Despite some recent progress toward getting kids back into classrooms, educators are planning on the possibility of remote learning this fall.
There have been some promising signs. The San Francisco Unified School District reached an agreement with its teachers union over the weekend about when and how to reopen. And Oakland teachers have been cleared, as of yesterday, to get vaccines. But after seeing two academic years thrown off course by the pandemic, school leaders around the country are planning for the possibility of more distance learning next fall at the start of yet another school year. President Joe Biden has made reopening schools a top priority, but administrators say there is much to consider as new strains of the coronavirus appear and teachers wait their turn for vaccinations.

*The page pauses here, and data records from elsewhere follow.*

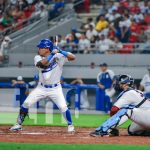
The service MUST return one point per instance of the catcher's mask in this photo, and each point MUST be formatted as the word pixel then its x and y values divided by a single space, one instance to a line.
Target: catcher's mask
pixel 126 79
pixel 46 43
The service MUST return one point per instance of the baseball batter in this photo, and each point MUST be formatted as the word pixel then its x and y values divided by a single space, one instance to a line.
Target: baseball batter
pixel 131 104
pixel 49 61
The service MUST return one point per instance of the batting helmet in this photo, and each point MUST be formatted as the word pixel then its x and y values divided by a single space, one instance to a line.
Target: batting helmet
pixel 36 77
pixel 46 43
pixel 126 79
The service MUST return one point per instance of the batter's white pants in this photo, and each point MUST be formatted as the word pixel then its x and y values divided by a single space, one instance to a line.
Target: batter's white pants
pixel 141 120
pixel 40 92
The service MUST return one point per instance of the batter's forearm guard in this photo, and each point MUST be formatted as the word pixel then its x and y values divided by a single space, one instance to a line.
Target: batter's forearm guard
pixel 62 52
pixel 49 57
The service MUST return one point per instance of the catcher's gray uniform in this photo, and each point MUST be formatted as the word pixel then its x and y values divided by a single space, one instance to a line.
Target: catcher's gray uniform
pixel 140 116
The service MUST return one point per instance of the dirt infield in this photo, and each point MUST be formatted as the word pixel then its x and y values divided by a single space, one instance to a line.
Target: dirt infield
pixel 38 134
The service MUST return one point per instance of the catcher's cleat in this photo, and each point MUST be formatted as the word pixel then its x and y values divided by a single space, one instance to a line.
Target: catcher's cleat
pixel 97 133
pixel 71 129
pixel 16 127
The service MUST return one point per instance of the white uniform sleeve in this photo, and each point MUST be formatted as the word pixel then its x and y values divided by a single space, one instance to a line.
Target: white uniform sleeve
pixel 128 98
pixel 37 58
pixel 111 73
pixel 98 77
pixel 61 59
pixel 143 81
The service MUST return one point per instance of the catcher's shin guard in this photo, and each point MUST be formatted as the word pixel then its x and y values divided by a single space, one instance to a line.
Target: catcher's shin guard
pixel 23 113
pixel 119 118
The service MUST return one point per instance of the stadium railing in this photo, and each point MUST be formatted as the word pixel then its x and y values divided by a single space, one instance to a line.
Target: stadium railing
pixel 127 48
pixel 100 94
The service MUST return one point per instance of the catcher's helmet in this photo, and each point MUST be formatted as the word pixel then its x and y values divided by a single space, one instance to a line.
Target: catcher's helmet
pixel 126 79
pixel 46 43
pixel 36 77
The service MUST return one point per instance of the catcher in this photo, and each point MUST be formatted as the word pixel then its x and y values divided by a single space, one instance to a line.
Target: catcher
pixel 131 104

While many parents are demanding that schools fully reopen, others say they won’t feel safe sending children back to classrooms until vaccines are available to even young students. The nation’s top public health expert, Dr. Anthony Fauci, said late last month the Biden administration hopes to begin vaccinating children by late spring or early summer. By then, districts will be deep into preparations for the next school year.
West Contra Costa Unified School District, for example, is planning a new K-12 Virtual Academy for 2021-22. A recent agenda item before its Board of Education read: “One thing that we have learned during the pandemic is that teaching and learning is now different, and it will not fully be what we used to think was `normal' ever again."